Она падает к его ногам, уже готовая служить, обнимает колени и рычит на соперниц.
Но – все не то. Не то.
Длинноволосые ведьмы с огненными глазами, безумные лошади, взрывающие копытами плоть серой реки, хитрые рыжие карлики, рассыпающиеся из здания банка, как монеты из кармана, – все это уже было, было…
Раньше.
Тысячи лет назад, на заре времен.
Ирн садится прямо на холодную землю на вершине холма и оглядывает мир, превращенный в ад.
Две мысли его терзают.
Одна – про то, почему побежденный король бетонного мира не пытается защитить своих людей.

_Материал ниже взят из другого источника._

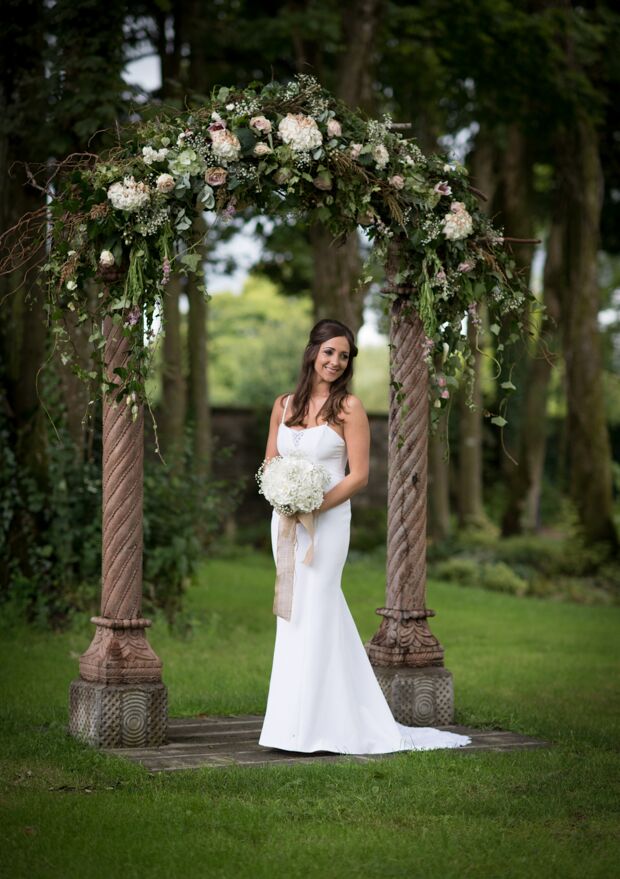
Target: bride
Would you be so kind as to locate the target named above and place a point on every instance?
(323, 693)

Вторая – о том, что победа кажется слишком… чужой. Ирн просто повторяет то, что уже было создано когда-то. У всех существ, в крови которых бьется его магия, есть имена – и они ему слишком знакомы.
Он не выдумал ни одного нового.
И еще.
Где-то далеко-далеко под землей ему чудится зов.
50. Кристина
Санаторий хранил остатки былой роскоши. Мозаичные панно с крепкими колхозницами, собирающими желтые снопы пшеницы, и румяными физкультурниками в белых майках и шортах, несущими флаги когда-то братских республик, украшали широкие светлые холлы. Олимпийский бассейн с облупившейся голубой плиткой обнесли полосатыми ленточками, но душевые и комнаты для водолечения все еще работали. Зимний сад зарос, превратившись в непролазную чащобу, но деревянные скамейки под пальмами пахли свежей краской, а в маленьком пруду резвились серебристые рыбы.

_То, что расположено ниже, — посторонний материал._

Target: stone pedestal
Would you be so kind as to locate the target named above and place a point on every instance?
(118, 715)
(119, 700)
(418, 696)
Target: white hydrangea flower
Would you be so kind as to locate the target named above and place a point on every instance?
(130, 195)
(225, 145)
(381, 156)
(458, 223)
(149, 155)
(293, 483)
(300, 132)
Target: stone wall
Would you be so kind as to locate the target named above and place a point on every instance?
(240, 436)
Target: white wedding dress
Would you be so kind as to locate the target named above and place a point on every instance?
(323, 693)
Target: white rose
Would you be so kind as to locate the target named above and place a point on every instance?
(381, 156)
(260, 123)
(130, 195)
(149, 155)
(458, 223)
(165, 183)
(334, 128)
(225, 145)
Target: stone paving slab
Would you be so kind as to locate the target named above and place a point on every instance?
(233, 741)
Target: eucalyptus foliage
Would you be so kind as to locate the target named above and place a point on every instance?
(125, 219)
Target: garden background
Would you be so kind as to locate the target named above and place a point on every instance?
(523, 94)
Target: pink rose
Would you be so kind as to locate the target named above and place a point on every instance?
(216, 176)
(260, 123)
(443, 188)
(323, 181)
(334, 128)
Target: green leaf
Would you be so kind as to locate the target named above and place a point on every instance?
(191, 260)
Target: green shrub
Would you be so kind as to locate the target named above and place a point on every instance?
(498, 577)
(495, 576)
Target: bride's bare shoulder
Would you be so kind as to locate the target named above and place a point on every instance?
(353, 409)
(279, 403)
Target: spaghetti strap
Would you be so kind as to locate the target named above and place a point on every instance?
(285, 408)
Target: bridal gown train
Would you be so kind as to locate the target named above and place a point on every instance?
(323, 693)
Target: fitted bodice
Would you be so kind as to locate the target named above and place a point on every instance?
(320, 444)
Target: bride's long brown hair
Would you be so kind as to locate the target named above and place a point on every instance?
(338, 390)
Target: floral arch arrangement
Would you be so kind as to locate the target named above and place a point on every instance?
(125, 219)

В палатах на двоих сделали свежий ремонт, но пластиковые окна и многофункциональные кровати не могли перебить въевшуюся атмосферу прежних времен – розетку можно было найти в шкафу, а на подоконниках не разрешалось держать ничего, за исключением книг и журналов.

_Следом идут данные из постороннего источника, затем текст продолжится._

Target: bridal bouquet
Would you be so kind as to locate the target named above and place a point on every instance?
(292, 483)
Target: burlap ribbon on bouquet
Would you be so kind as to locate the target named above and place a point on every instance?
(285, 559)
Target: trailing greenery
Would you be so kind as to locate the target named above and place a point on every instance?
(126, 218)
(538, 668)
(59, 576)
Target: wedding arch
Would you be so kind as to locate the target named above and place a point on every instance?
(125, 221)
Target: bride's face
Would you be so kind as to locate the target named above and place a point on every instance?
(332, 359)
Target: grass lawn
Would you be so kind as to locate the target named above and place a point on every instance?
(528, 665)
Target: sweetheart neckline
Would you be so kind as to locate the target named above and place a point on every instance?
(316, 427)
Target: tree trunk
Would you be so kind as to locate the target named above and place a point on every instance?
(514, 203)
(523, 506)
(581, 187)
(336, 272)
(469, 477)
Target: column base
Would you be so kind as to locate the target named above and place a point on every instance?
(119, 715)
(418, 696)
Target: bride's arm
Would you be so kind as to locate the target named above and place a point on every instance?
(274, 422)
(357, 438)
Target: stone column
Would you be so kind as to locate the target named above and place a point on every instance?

Телефон Кристине взять запретили – ей вообще ничего не разрешили забрать из дома. Зато выдали ночнушку, простенькое белье, халат в цветочек и тапочки.
Зачем ей что-то еще?
На улицу, где извилистые дорожки покрывал нетронутый снег, ее не выпускали. Кажется, туда вообще никто не выходил. Работники санатория жили в отдельном здании. Впрочем, они снаружи не показывались, переходили из корпуса в корпус подземными коридорами. Большая часть санатория скрывалась под землей, кроме палат для избранных и холлов, где стояли телевизоры, с девяти утра до десяти вечера крутившие художественные фильмы.
Даже столовая, огромная, гулкая, светлая – пряталась под землей, атмосферу воскресного утра в ней создавали фальшивые окна с подсветкой, скрытой за полупрозрачными занавесками.